# Volumes
- https://hackmd.io/@lukas-tonne/H1HjaGalp
- https://hackmd.io/@II9-Bkl4TJifCqGL2jgbUw/SJ3puQ2x6
- https://hackmd.io/DHI9TXW6Rxu-AGWy7qXv_g
* **The key difference**: Grids can be grouped together with meaning even when they have no topological similarity
* **Key point** Geometry shouldn't be the only way to have data-flow in Blender
* This design transcends geometry nodes in that way
* Similar data types
* Grids
* Images
* Lists
* Capturing a field into a grid using an existing topology of a volume is a nice way to use existing concepts
* For performance, it's important that grids have the same transform
* Moving the UX to align more directly to the internal data makes more sense for volumes since it's so performance sensitive
* Separating references from storage is more confusing when the data is actually completely independent
* A grid with transforms/resolution is similar to a canvas in the compositor
* Each image has its own location and rotation
* Without grids, the analagous concept is geometry instead of grids
* Geometry is data with meaning attached
* Comparison to lists and point clouds: "List is to point cloud as grid is to volue"
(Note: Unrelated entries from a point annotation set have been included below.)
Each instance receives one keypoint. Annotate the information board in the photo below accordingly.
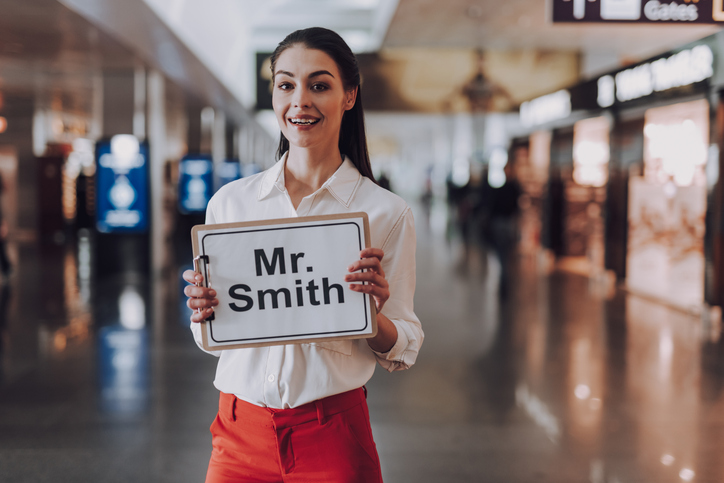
(639, 11)
(122, 185)
(196, 183)
(282, 281)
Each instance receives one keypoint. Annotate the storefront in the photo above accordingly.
(634, 176)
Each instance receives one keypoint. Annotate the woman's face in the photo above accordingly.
(309, 98)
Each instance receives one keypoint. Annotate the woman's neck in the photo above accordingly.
(306, 170)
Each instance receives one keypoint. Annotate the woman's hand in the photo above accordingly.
(201, 299)
(369, 269)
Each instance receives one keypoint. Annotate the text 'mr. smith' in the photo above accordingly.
(262, 263)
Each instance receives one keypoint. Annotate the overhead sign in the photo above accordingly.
(122, 185)
(681, 69)
(639, 11)
(282, 281)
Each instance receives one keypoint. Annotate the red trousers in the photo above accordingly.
(328, 440)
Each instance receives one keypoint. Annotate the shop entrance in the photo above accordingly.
(667, 206)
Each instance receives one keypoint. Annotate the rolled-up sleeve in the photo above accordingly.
(399, 266)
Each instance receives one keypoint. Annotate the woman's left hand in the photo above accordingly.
(369, 269)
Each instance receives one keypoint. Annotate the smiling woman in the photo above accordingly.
(298, 412)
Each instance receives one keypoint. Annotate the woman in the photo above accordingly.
(297, 412)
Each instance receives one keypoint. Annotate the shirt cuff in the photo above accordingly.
(395, 354)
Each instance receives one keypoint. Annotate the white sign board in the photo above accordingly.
(282, 281)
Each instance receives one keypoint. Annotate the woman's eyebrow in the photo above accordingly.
(321, 72)
(313, 74)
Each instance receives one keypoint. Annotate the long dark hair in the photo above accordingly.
(352, 139)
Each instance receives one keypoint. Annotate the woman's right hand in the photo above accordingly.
(201, 299)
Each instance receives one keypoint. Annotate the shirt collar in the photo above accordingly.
(342, 185)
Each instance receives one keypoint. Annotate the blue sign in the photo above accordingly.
(122, 185)
(196, 183)
(226, 172)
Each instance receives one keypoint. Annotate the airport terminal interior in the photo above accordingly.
(562, 161)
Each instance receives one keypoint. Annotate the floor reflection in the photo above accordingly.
(559, 381)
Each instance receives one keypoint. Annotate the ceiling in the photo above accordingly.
(362, 23)
(524, 25)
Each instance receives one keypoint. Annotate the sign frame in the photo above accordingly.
(665, 12)
(199, 232)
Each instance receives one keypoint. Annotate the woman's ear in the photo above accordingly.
(350, 98)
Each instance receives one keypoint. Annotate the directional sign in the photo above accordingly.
(639, 11)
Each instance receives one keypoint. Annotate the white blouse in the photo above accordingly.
(287, 376)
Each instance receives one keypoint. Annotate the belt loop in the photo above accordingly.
(320, 411)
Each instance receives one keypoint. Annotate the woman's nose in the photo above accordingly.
(301, 98)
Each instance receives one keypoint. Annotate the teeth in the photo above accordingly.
(304, 122)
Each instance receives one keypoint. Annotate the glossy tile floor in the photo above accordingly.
(558, 381)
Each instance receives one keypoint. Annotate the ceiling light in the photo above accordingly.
(474, 11)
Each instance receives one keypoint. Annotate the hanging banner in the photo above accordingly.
(122, 185)
(196, 183)
(639, 11)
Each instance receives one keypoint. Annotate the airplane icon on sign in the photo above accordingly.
(610, 9)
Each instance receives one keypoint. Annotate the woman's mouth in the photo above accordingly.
(303, 122)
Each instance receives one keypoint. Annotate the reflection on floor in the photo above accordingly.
(554, 382)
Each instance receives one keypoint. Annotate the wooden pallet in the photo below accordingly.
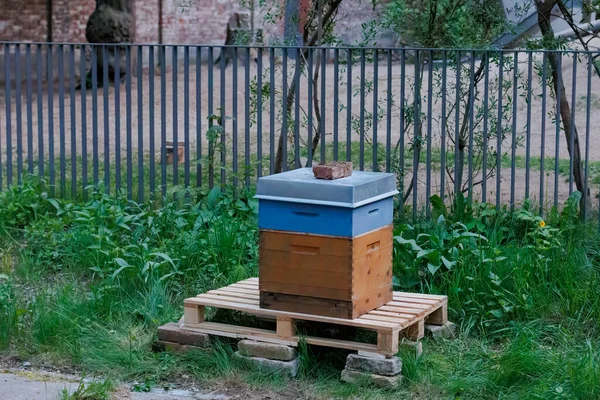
(404, 316)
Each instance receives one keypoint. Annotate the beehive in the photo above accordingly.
(325, 246)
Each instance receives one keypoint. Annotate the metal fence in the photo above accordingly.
(149, 118)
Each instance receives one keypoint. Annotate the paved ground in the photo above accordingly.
(26, 385)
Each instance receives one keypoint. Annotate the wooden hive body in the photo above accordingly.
(334, 276)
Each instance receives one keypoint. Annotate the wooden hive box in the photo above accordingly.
(325, 246)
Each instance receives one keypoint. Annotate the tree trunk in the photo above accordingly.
(544, 9)
(300, 61)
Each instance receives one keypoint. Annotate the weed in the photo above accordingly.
(97, 390)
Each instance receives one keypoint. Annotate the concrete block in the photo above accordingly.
(250, 348)
(445, 331)
(174, 333)
(386, 382)
(374, 365)
(409, 345)
(286, 367)
(334, 170)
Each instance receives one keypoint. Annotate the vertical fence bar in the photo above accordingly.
(94, 114)
(152, 161)
(259, 154)
(443, 127)
(486, 85)
(375, 105)
(234, 120)
(83, 73)
(223, 114)
(186, 116)
(284, 111)
(401, 151)
(297, 73)
(175, 119)
(558, 118)
(105, 83)
(543, 129)
(18, 101)
(163, 120)
(572, 133)
(140, 130)
(585, 194)
(349, 107)
(388, 138)
(429, 123)
(471, 111)
(499, 133)
(29, 88)
(528, 130)
(49, 63)
(272, 110)
(362, 110)
(417, 132)
(247, 117)
(198, 116)
(8, 117)
(514, 131)
(128, 122)
(61, 114)
(117, 114)
(40, 112)
(336, 104)
(73, 122)
(457, 168)
(322, 125)
(310, 108)
(211, 145)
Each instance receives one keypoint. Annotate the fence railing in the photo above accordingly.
(148, 118)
* Grease Pencil = Curves + more attributes
* Point Cloud = List + Material
* Volume = Grid + "How to render the grid"
* Though, grids are closer to "geometry" than lists since they already have more meaning attached
* Having a "data socket" would be a first step to integrating the node systems
* Geometries are used to affect more than one grid at a time
* A list of grids is also similar to a volume. Nodes could process "for each item in list" implicitly like some other node systems
* If a volume guaranteed that its grids had the same transform, that would give them more shared meaning and possibly a more compelling reason to be able to separate them
* Sparsity is just a performance consideration, not a key design point
Questions/To-Do
* Could the Grid socket also process volumes, similar to how the curve nodes process GP data?
* If "Blur Attribute" can be a field, why can't volume operations be a field as well?
* Can there be implicit conversions from grids to volumes?
* Need a list of pros and cons
* Using the new data-flow concept just for volumes might not be compelling enough
* Does the fields concept still work for volumes? If no, why not?
* How often do we use multiple grids at the same time?
* Is there a way to make dealing with multiple grids more convenient?
* Would it make sense to somehow introduce both methods at the same time so people have the choice?